Now multiply these polynomials. Why is this a good idea? Because if we for instance expand $$(1+q^{2.5}+q^5)(1+q^5+q^{10})$$ we'll need to choose one factor on the left and one factor on the right, say $q^{2.5}$ and $q^{10}$, and multiply them, say resulting in $q^{2.5}q^{10} = q^{12.5}$. This corresponds to using 1 2.5-plate and 2 5-plates. If you wanted to add the bar, multiply everything by $q^{20}$.

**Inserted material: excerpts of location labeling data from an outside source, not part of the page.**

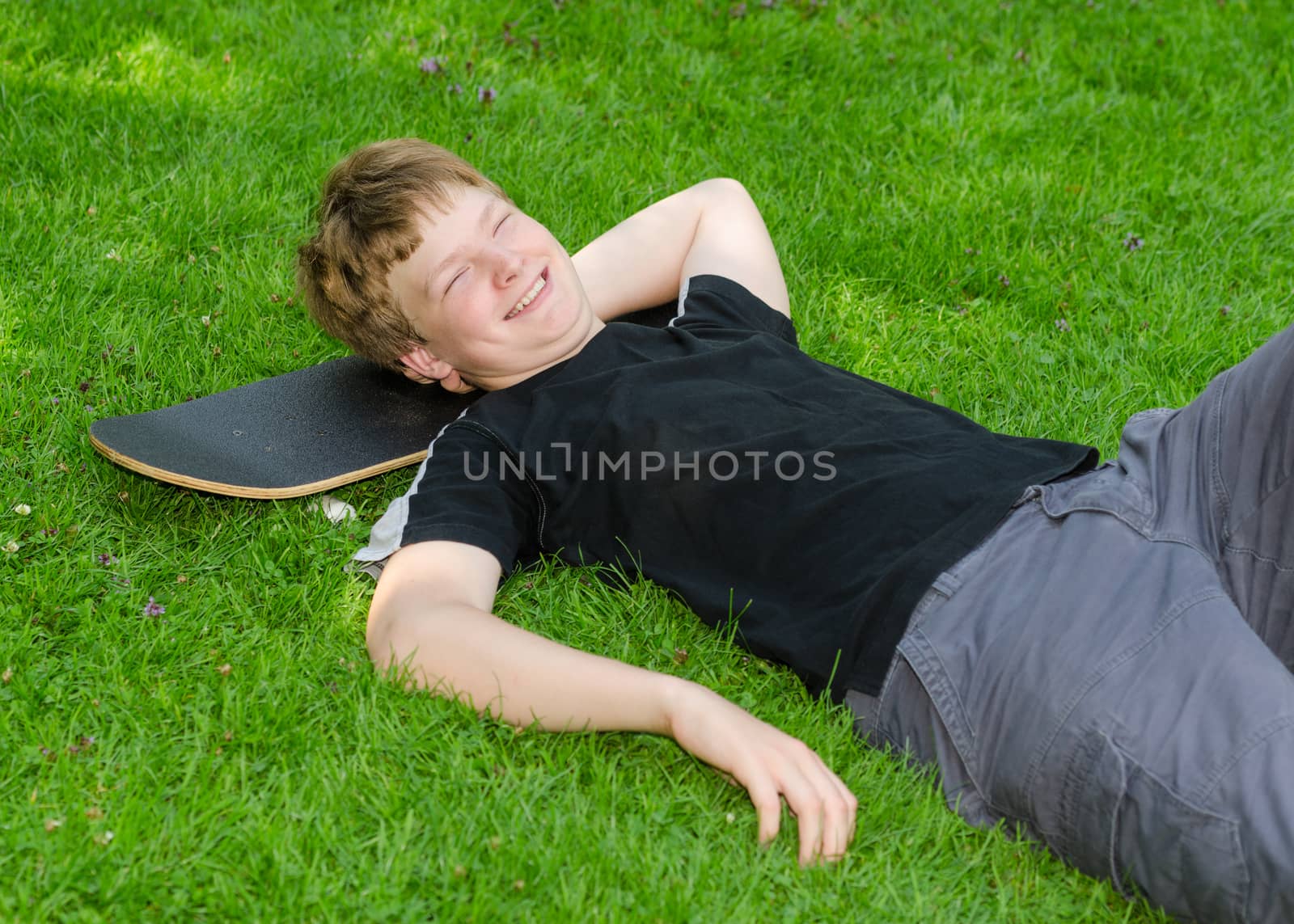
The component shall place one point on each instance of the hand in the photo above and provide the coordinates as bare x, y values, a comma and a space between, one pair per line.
452, 382
772, 765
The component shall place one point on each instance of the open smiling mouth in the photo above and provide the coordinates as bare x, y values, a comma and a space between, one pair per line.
528, 299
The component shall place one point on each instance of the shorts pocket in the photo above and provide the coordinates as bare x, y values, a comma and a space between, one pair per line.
1127, 826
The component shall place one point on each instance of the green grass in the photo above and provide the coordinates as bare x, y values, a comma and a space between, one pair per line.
159, 165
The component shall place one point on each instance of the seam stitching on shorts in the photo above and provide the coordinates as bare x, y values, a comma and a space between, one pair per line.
1255, 739
1257, 557
1220, 486
1116, 661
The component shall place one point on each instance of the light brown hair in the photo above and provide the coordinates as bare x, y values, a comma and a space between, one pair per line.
366, 224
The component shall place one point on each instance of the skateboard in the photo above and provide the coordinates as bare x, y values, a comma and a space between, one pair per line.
295, 434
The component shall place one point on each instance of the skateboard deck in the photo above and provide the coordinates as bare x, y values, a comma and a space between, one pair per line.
295, 434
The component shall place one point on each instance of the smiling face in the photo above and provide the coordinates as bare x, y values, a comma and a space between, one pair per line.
492, 293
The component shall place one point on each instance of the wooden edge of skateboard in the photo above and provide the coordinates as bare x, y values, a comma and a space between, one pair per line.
249, 491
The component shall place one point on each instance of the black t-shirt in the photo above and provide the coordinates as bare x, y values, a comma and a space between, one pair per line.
809, 504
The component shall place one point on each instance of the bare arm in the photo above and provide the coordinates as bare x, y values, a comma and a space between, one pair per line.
431, 611
713, 226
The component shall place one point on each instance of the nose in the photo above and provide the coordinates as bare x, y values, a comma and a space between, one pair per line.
508, 265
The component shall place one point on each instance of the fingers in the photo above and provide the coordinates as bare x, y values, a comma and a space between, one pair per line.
823, 807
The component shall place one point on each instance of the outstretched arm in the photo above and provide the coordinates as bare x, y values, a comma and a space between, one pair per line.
713, 226
431, 612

The possible total weights will be the exponents when you expand all these products out. Using your listed weights, that would be

$$\begin{align*}q^{20} (1+q^{2.5}+q^5)(1+q^5+q^{10})(1+q^{7.5}+q^{15}) &= q^{47.5}+2 q^{42.5}+3 q^{37.5}+3 q^{32.5}+2 q^{27.5} \\ &+q^{22.5}+q^{40.}+q^{35.}+q^{30.}+q^{50}+2 q^{45} \\ &+2 q^{40}+2 q^{35}+2 q^{30}+2 q^{25}+q^{20}.\end{align*}$$

For instance, "$2q^{40}$" is telling you there are two distinct ways to get 40 kilos (namely the bar plus 2 7.5-plates and 2 2.5-plates, or the bar plus 1 7.5-plate, 2 5-plates, and 1 2.5-plate).

I had Mathematica do the above expansion. Wolfram Alpha is happy to do it as well.